Although the promoter region represents a primary element of gene expression, it is controlled by distal regulatory elements like enhancers and silencers. Previous studies have shown that H3K4me1 at promoter-distal sites was often associated with enhancer function 
. Our results indicated that most of the H3K4me1 islands were cell-type specific, suggesting that enhancers are the most variable class of transcriptional regulatory element between Treg and aTconv cells, and are probably of primary importance in driving Treg cell-type specific patterns of gene expression. Our study identified a number of putative regulatory elements for genes that are highly important for Treg cell functions. For instance, we found that there was a region located in intron 1 of the FOXP3 gene (ChrX:49001620–49002192) enriched by both H3K4me1 and H3K4me3 in Treg cells and which showed enhancer activity in transfected Jurkat cells. A region located upstream of IL2RA (Chr10:6148000–6148784) also showed enhancer activity. Since cultured and expanded conventional T cells express high levels of CD25 as a consequence of TCR activation, it is possible that this region may contribute to regulating constitutive (rather than activation-induced) CD25 expression in Treg cells.
In addition, we found that most H3K4me1 enriched regions were not enriched by H3K4me3, suggesting that most potential regulatory elements were only enriched by H3K4me1 but lacked H3K4me3 in the whole genome of human Treg and aTconv cells.
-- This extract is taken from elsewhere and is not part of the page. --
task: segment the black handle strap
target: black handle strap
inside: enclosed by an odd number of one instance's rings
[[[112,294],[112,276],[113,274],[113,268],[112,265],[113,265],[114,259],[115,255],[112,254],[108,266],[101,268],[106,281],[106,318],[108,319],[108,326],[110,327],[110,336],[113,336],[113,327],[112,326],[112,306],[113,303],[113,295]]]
This finding is consistent with the observations of p300-associated enhancers that were found to have little or no H3K4me3 
. However, there were also some regions simultaneously enriched by H3K4me1 and H3K4me3, such as the region located in intron 1 of the FOXP3 gene, which did show enhancer activity. Whether or not the regions enriched by the two types of histone methylations may harbor more potential to act as enhancers remains unknown.
In conclusion, we identified genome-wide H3K4me1 and H3K4me3 modification regions in Treg and aTconv cells. The H3K4me3 modifications located in proximal-promoter regions were nearly identical in both Treg and aTconv cells, with the exception of a few promoters of genes, such as FOXP3 and CCR7, which are expressed uniquely in Treg cells. In contrast to the H3K4me3 modification, H3K4me1 exhibited cell-type specific locations, indicating that enhancers are the most variable class of transcriptional regulatory elements between Treg and aTconv cells. Furthermore, enhancers are likely to be of primary importance in driving Treg cell-type specific patterns of gene expression. The Treg- and aTconv-specific H3K4me1 and H3K43 patterns may function as significant mediators of differentiation events, lineage commitment and cell type-specific gene expression. It is likely that this basic principle is not confined to these two closely related T cell populations, but may apply generally to somatic cell lineages in adult organisms.